Friday, September 17, 2010

A Loan Time Coming

The September 12th Washington Post asks if college is a waste of money for most students, particularly with private university costs so often pushing past $200,000 for a bachelors degree... and public universities’ accelerating tuition hikes in an impaired economy. “Hundreds of billions of dollars of national student-loan debt has now overtaken American credit-card debt, the Wall Street Journal recently reported, using numbers compiled by FinAid.org, a Web site for college financial aid information.” The Post. And with that crushing debt hitting in the young adult years and bankruptcy laws revised during better times pretty much eliminating that option for the vast majority of student borrowers, perhaps that is an excellent question… as the jobless rate for recent college grads hasn’t been worse in recent memory.

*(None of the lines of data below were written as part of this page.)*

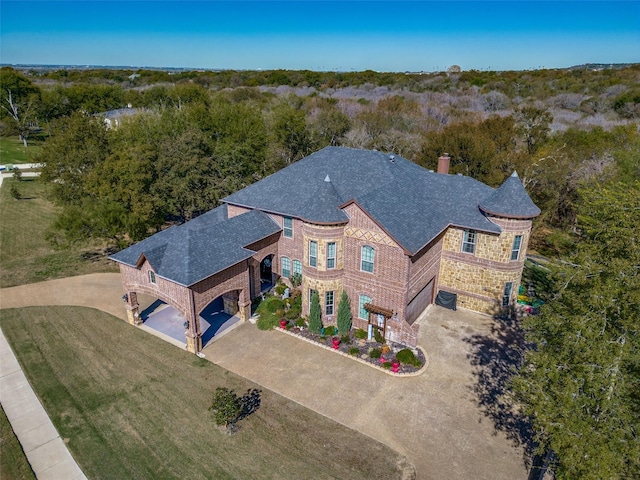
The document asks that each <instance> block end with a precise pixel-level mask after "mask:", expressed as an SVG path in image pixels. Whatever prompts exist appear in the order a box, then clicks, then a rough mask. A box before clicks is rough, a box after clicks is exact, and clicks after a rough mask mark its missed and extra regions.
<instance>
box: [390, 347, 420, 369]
mask: <svg viewBox="0 0 640 480" xmlns="http://www.w3.org/2000/svg"><path fill="white" fill-rule="evenodd" d="M396 359H397V360H398V361H399V362H400V363H404V364H407V365H413V366H414V367H417V368H420V367H421V366H422V362H421V361H420V360H418V358H416V356H415V355H414V353H413V351H411V349H409V348H403V349H402V350H400V351H399V352H398V353H396Z"/></svg>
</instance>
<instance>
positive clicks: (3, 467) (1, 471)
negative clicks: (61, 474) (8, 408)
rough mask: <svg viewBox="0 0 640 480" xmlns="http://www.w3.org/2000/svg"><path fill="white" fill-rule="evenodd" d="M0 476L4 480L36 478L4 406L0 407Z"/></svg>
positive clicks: (32, 479) (23, 479) (19, 479)
mask: <svg viewBox="0 0 640 480" xmlns="http://www.w3.org/2000/svg"><path fill="white" fill-rule="evenodd" d="M0 478H1V479H2V480H5V479H6V480H35V478H36V477H35V475H34V474H33V471H32V470H31V466H30V465H29V462H28V461H27V457H25V455H24V452H23V451H22V447H21V446H20V442H18V439H17V438H16V436H15V434H14V433H13V430H12V429H11V425H10V424H9V420H7V416H6V415H5V413H4V410H3V409H2V408H0Z"/></svg>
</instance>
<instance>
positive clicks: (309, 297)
mask: <svg viewBox="0 0 640 480" xmlns="http://www.w3.org/2000/svg"><path fill="white" fill-rule="evenodd" d="M314 293H315V294H317V293H318V291H317V290H314V289H313V288H310V289H309V305H311V298H312V297H313V294H314Z"/></svg>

James Altucher, President of Formula Capital, borrowed himself silly when he attended Cornell University. He believes that for most, such expenses are a waste: “‘There’s a billion other things you could do with your money,’ Altucher says. One option: Invest the money you'd spend on tuition in Treasury bills for your child's retirement. According to Altucher, $200,000 earning 5 percent a year over 50 years would amount to $2.8 million.” One tiny catch, James, most folks don’t have $200K lying around and couldn’t borrow that kind of money if their lives depended on it.

True, those imbued with focus and entrepreneurial spirit have found dropping out of college to be most lucrative: “Dropouts are the toast of the dot-com world. To the non-degreed billionaires' club headed by Microsoft's Bill Gates (Harvard's most famous quitter) and Apple's Steve Jobs (left Oregon's Reed College after a single semester), add: Michael Dell (founder of Dell Computers, University of Texas dropout), Microsoft co-founder and Seattle Seahawks owner Paul Allen (quit Washington State University) and Larry Ellison (founder of Oracle Systems, gave up on the University of Illinois).” The Post. Yeah, well, for each one of those there are tens of thousands, maybe hundreds of thousands, that didn’t fare so well. Many young folks aren’t ready for work when they leave high school, and there a lot of kids who don’t even get that far.

The question to me is less whether the educational investment is worth it than what is expected, what is taught and how college is paid for. In today’s super-competitive world, it stands to reason that a solid apprenticeship, a skill-teaching community college or a genuine trade school may indeed provide a better bang for the buck, but that is higher education in one form or another; it just happens to be more job-focused. If, for example, a young man or woman ventures into a state university “business” or “marketing” undergraduate degree with expectations of a rapid rise up the corporate ladder – perhaps because they couldn’t figure out what other major to pursue – I would submit that this is indeed a colossal waste of money; graduate MBAs, with vastly better skills, are having enough trouble jump-starting their careers, and undergrads with such nebulous degrees should either learn to be entrepreneurs or seek another path.

For those who just want to learn, are curious, or are bright but haven’t figured out their life-path, college is a wonderful opportunity to find out more and raise educational levels that, sooner or later, will provide that necessary value-added to their lives… and probably to the global competitive advantage for our country as a whole.

The problem today is the cost of college and how we expect young people and their families to pay for it. With the “home as an investment” concept totally gone, the idea of partial family savings coupled with modest borrowing is a myth long since exploded for all but a rarefied few. Whether we choose government subsidies (we call them scholarships!) or simply creating a lifetime “tax” on earnings based on years of schooling paid for, the one true thing is that how we pay for higher education is completely obsolete in the modern, difficult-economy world.

I’m Peter Dekom and sometimes ground-up rethinking is required to solve problems in a world going through a vast array of paradigm shifts.